Follow these steps to reserve an IP range in the Shared VPC network in the Host Project. The range will be used by all Google managed services in this VPC network. Cloud TPU is one of the Google managed services.

  1. List existing IP ranges in the Shared VPC network.

    $ gcloud beta compute networks list-ip-addresses network \
    --project=host-project-id
    
  2. Choose an available range and reserve it in the Shared VPC network.

    $ gcloud beta compute addresses create peering-name \
      --global \
      --prefix-length=16 \
      --network=network \
      --purpose=VPC_PEERING \
      --project=host-project-id
    

    The peering-name specifies the name of the VPC Peering connection. The name will be used in the next step.

  3. Create a VPC Network Peering connection between the Host Project and Google managed services.

    $ gcloud beta services vpc-peerings connect \
      --service=servicenetworking.googleapis.com \
      --network=network \
      --ranges=peering-name \
      --project=host-project-id
    

Create secondary IP ranges for the cluster

In your Shared VPC network, select or create a subnetwork and add two secondary CIDR ranges for the cluster pods and services.

These ranges are for your cluster's pods and services, respectively. The range names will be used in the following steps.

  • subnet will be the subnetwork in the network of your Host Project.

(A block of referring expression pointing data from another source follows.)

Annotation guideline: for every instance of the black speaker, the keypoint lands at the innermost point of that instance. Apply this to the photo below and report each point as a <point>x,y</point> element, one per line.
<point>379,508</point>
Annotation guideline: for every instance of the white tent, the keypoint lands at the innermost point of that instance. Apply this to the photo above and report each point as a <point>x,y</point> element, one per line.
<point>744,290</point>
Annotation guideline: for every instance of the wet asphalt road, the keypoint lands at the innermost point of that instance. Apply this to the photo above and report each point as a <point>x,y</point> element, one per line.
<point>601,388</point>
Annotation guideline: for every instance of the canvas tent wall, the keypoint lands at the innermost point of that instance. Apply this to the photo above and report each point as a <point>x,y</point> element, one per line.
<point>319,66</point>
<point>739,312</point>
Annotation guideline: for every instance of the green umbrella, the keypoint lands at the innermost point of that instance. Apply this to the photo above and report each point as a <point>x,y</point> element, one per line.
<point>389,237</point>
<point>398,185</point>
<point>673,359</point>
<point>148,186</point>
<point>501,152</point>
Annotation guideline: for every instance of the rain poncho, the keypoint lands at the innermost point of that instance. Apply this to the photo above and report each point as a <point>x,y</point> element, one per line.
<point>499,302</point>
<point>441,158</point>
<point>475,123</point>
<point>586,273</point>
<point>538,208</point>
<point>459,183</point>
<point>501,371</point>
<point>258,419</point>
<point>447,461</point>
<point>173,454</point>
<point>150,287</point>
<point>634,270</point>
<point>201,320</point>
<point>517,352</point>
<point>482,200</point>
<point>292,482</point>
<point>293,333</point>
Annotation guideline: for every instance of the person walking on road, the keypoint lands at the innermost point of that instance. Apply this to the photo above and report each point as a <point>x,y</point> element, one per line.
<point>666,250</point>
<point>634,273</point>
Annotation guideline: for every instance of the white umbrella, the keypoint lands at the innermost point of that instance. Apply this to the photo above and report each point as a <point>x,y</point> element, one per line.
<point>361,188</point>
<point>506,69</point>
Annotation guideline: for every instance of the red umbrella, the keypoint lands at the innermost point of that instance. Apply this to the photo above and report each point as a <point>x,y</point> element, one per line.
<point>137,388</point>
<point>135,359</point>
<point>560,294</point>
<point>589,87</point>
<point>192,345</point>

  • tier-1-name will be the name of the secondary range used by GKE Pods in subnet.

  • tier-2-name will be the name of the secondary range used by GKE Services in subnet.

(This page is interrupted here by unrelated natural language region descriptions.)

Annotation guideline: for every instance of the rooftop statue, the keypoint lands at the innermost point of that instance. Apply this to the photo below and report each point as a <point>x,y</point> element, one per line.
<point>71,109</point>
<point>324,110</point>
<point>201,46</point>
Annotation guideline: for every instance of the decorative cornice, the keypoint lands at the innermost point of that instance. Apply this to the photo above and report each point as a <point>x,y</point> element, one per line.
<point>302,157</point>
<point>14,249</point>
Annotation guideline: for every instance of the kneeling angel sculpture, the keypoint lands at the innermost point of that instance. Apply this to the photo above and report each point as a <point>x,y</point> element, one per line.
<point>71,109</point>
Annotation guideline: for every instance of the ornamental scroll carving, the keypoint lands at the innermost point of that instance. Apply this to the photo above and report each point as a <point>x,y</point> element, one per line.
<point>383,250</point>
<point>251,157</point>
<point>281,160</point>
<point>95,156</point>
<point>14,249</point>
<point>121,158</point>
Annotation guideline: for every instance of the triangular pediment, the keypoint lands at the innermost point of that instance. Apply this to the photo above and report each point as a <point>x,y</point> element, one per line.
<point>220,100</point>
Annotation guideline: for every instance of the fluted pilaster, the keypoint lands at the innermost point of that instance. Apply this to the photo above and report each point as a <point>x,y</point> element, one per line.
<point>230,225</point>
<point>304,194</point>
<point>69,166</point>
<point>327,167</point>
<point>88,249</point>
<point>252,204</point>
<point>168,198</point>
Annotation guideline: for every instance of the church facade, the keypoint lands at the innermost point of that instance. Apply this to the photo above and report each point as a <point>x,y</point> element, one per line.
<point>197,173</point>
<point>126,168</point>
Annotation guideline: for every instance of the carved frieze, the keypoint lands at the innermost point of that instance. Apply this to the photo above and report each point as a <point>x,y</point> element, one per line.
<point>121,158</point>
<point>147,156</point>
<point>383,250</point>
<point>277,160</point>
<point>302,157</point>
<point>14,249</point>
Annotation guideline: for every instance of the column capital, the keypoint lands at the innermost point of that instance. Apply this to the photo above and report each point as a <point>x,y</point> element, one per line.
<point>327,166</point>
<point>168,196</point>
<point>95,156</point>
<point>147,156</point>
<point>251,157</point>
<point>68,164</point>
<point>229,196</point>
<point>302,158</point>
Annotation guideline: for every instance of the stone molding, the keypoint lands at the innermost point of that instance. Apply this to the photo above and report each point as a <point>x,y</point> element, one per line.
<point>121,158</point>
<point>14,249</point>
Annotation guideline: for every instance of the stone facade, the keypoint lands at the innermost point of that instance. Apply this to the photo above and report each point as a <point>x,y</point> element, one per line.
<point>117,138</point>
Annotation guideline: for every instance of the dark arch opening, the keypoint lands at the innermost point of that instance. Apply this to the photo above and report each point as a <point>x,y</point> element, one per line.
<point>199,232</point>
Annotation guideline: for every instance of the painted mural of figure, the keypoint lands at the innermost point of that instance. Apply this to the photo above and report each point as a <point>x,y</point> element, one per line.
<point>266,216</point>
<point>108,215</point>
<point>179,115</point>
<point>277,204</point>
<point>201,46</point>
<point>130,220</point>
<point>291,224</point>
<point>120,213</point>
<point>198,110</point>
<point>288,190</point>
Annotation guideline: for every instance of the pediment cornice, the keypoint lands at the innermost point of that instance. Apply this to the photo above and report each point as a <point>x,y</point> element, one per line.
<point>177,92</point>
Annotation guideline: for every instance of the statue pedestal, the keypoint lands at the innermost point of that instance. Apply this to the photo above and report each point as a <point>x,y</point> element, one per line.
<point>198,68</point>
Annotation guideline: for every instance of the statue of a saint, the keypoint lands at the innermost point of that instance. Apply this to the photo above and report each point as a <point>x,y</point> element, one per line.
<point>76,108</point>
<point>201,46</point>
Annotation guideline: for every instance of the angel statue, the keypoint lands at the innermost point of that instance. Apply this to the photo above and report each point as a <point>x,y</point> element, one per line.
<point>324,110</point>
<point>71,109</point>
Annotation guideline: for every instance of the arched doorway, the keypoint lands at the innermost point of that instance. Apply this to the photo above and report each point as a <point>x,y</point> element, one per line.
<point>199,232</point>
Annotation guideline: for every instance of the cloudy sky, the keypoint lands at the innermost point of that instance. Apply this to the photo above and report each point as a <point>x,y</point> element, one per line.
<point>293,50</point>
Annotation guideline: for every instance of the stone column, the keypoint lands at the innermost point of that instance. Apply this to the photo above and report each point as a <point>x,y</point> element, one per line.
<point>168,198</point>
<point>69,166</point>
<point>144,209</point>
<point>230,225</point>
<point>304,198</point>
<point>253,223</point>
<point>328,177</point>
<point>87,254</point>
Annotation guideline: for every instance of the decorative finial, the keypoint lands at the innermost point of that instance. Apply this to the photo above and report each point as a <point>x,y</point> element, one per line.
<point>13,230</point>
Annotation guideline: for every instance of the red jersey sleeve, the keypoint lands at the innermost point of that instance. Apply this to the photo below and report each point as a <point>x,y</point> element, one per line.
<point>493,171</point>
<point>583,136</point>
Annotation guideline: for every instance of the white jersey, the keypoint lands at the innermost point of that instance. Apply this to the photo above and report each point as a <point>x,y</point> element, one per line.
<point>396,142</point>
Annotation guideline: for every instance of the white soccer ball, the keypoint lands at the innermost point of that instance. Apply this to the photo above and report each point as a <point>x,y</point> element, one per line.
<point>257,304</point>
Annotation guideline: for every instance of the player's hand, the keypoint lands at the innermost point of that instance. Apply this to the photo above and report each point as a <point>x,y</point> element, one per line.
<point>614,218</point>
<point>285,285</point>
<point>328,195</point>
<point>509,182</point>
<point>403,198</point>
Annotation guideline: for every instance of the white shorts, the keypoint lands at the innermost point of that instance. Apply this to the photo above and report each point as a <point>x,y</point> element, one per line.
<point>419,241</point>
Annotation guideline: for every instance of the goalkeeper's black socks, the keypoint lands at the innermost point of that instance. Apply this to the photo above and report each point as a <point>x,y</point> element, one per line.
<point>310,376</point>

Create a GKE cluster with Cloud TPU

The following command shows how to create a GKE using the existing CIDR ranges in your Shared VPC network, enabling Cloud TPU:

$ gcloud beta container clusters create cluster-name \
  --enable-ip-alias \
  --network projects/host-project-id/global/networks/network \
  --subnetwork projects/host-project-id/regions/region/subnetworks/subnet \
  --cluster-secondary-range-name tier-1-name \
  --services-secondary-range-name tier-2-name \
  --scopes=cloud-platform \
  --enable-tpu \
  --enable-tpu-service-networking \
  --project=service-project-id

Follow the Pod Spec steps in the guide Run Cloud TPU applications on GKE to build a job that uses Cloud TPU resources.

Clean Up

When you've finished with Cloud TPU on GKE, clean up the resources to avoid incurring extra charges to your Cloud Billing account.

  1. Delete the reserved peering IP range.

    $ gcloud beta compute addresses delete peering-name \
      --global \
      --project=host-project-id
    
  2. Follow the instructions on Cleaning up on Setting up Clusters with Shared VPC to delete the cluster and the network resources.